The Shockers don’t need Hall to become a shooting guard. They do need him to add variety to his offense. Last season, as a junior-college transfer, Hall (6-foot-8, 233 pounds) scored almost exclusively in the lane. He made 107 of 187 shots (57.2 percent) and didn’t come close to shooting a three.
He went to work this summer trying to make his jump shot a weapon. Despite a lot of hours shooting on his own, Hall isn’t where he wants to be. The Shockers wrap up practices and classes this week and then take a break until the start of school. Hall plans to stay in Wichita and stay busy in the gym.
“I need to a work a little harder,” he said. “I need to be in the gym a lot more, at least in the morning and the afternoon. I’m just in there one time a day right now. When we’ve got three weeks off, I’ll be in there twice a day, getting a lot of shots up.”
On Friday, Hall’s jumper appeared to be ready for a bigger stage. Sure, it’s a meaningless game played with dubious defense. Hall, however, looked like a player who is confident he can make 12- to 15-foot jump shots. Teammates say it’s no fluke.

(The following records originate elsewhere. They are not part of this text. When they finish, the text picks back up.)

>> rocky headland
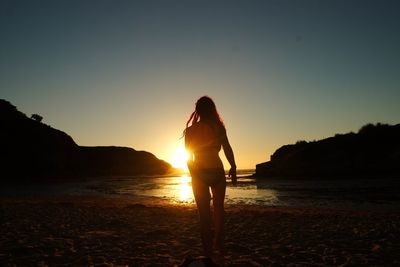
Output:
[255,123,400,178]
[0,99,172,182]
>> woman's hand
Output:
[228,167,237,186]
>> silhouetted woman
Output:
[184,96,236,257]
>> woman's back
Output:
[185,121,225,168]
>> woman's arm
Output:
[222,134,237,185]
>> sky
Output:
[0,0,400,168]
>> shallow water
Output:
[0,171,400,211]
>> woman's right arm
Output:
[222,134,237,185]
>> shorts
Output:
[191,168,225,186]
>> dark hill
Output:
[0,99,171,181]
[256,123,400,177]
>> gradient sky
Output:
[0,0,400,168]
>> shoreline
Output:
[0,196,400,266]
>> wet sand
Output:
[0,197,400,266]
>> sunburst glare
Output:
[170,146,189,172]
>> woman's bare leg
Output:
[211,179,226,255]
[192,178,212,257]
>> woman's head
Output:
[186,96,225,132]
[196,96,219,120]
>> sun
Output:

“Carl’s getting better on his jump shot and his faceup game, a lot better,” sophomore guard Tekele Cotton said. “That’s going to help this team a lot, because people (defenses) are not expecting him to do that.”
If Hall can consistently make short jumpers, it opens the lane for his moves to the basket. It also helps him see the floor so he can pass more effectively.
“I’m going to have to score in a variety of ways, not just offensive rebounds,” he said. “I’m going to have to pass out of a double team. That’s why it’s good for me to face up (to the basket). It’s an easier pass for me than when I’ve got my back to the basket.”
Hannah in the house — Former Shocker guard Clevin Hannah played with the young guys on Friday. Hannah is waiting on his travel itinerary for France, where he will play for ALM Evreux in the city of Evreux.
“I’m trying to move up to the highest level I possibly can,” he said. “I’ve some good experiences. Some OK experiences. Nothing crazy.”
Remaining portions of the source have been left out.